Lambert B., North A., Burt A., Godfray HCJ.
BACKGROUND: The use of gene drive systems to manipulate populations of malaria vectors is currently being investigated as a method of malaria control. One potential system uses driving endonuclease genes (DEGs) to spread genes that impose a genetic load. Previously, models have shown that the introduction of DEG-bearing mosquitoes could suppress or even extinguish vector populations in spatially-heterogeneous environments which were constant over time. In this study, a stochastic spatially-explicit model of mosquito ecology is combined with a rainfall model which enables the generation of a variety of daily precipitation patterns. The model is then used to investigate how releases of a DEG that cause a bias in population sex ratios towards males are affected by seasonal or random rainfall patterns. The parameters of the rainfall model are then fitted using data from Bamako, Mali, and Mbita, Kenya, to evaluate release strategies in similar climatic conditions. RESULTS: In landscapes with abundant resources and large mosquito populations the spread of a DEG is reliable, irrespective of variability in rainfall. This study thus focuses mainly on landscapes with low density mosquito populations where the spread of a DEG may be sensitive to variation in rainfall. It is found that an introduced DEG will spread into its target population more reliably in wet conditions, yet an established DEG will have more impact in dry conditions. In strongly seasonal environments, it is thus preferable to release DEGs at the onset of a wet season to maximize their spread before the following dry season. If the variability in rainfall has a substantial random component, there is a net increase in the probability that a DEG release will lead to population extinction, due to the increased impact of a DEG which manages to establish in these conditions.

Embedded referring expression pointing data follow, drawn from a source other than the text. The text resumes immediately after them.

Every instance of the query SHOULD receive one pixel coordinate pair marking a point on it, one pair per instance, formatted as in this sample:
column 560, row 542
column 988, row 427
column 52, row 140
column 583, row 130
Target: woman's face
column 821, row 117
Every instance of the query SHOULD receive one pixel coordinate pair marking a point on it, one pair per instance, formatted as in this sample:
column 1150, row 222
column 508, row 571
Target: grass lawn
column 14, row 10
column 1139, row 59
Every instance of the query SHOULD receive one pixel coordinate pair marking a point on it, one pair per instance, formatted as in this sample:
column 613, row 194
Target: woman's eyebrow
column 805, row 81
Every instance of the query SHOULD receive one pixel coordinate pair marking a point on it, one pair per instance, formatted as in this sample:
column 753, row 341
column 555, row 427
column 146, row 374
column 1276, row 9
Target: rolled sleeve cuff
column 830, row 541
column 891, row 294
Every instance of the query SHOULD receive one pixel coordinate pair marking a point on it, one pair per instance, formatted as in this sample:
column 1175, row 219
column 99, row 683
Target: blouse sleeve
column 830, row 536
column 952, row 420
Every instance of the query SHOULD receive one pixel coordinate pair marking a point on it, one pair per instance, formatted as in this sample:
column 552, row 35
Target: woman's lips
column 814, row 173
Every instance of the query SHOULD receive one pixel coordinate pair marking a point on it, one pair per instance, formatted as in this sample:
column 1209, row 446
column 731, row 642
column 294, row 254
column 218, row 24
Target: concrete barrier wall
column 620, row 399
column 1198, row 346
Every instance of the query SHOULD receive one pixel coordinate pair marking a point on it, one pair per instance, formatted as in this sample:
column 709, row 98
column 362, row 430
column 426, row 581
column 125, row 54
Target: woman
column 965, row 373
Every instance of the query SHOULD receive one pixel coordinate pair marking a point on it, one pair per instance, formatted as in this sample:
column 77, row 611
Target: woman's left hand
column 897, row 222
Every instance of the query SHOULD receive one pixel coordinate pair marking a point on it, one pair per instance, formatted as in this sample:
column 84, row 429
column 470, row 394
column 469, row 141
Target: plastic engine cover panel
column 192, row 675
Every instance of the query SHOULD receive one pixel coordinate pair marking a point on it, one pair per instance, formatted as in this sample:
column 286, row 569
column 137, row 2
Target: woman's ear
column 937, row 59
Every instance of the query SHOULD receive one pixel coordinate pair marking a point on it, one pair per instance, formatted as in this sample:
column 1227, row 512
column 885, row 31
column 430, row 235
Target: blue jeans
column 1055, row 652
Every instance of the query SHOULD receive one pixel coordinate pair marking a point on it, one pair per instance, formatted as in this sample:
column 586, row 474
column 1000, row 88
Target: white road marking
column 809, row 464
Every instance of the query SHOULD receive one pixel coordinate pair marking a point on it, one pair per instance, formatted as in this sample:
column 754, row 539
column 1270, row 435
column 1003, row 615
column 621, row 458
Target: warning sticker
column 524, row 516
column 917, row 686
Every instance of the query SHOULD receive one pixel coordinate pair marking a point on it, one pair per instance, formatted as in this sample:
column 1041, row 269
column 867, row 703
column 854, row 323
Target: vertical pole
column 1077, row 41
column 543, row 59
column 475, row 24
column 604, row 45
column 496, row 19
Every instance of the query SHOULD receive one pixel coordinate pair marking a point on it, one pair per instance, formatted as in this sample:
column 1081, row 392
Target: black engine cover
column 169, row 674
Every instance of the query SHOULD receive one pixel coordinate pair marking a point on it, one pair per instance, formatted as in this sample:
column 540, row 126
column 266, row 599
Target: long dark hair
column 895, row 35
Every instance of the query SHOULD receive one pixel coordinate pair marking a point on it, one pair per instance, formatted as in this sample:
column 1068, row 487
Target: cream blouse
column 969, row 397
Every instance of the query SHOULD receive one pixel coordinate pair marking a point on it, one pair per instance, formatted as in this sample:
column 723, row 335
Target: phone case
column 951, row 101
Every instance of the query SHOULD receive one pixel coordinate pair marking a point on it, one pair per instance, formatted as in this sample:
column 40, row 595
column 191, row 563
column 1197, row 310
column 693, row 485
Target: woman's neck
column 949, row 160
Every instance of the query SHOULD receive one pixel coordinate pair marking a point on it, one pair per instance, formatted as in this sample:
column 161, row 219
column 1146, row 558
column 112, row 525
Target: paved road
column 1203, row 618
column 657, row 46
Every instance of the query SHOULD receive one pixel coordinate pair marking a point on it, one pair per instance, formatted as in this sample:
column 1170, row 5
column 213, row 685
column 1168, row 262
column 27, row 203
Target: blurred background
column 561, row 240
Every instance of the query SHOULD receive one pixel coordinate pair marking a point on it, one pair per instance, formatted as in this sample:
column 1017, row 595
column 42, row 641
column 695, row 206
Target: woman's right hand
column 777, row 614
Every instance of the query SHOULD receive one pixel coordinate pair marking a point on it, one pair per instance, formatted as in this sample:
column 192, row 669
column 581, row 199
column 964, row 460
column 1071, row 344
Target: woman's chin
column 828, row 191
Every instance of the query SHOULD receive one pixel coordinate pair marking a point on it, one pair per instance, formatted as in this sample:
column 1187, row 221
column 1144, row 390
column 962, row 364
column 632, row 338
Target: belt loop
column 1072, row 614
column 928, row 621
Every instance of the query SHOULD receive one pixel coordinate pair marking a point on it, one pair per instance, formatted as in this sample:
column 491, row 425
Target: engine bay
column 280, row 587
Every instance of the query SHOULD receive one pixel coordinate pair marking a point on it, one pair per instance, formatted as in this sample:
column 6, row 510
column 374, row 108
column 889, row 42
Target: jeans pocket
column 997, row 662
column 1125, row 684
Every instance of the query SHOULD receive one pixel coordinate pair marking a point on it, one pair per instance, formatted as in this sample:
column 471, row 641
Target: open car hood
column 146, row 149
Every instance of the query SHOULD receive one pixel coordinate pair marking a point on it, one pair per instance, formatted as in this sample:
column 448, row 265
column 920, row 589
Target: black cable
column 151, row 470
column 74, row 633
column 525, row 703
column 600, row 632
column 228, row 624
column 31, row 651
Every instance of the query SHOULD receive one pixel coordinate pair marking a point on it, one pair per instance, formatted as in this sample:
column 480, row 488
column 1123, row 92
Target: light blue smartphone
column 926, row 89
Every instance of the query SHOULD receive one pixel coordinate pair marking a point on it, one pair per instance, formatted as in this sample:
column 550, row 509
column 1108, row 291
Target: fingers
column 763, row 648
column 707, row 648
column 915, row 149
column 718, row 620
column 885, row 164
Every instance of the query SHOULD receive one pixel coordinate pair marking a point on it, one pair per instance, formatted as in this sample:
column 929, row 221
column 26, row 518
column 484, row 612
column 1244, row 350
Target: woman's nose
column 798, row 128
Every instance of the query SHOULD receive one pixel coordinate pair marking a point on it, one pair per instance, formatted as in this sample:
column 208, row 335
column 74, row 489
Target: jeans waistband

For Bamako, where annual rainfall patterns are characterized by a long dry season, it is optimal to release a DEG at the start of the wet season, where the population is growing fastest. By contrast release timing is of lower importance for the less seasonal Mbita. CONCLUSION: This analysis suggests that DEG based methods of malaria vector control can be effective in a wide range of climates. In environments with substantial temporal variation in rainfall, careful timing of releases which accounts for the temporal variation in population density can substantially improve the probability of mosquito suppression or extinction.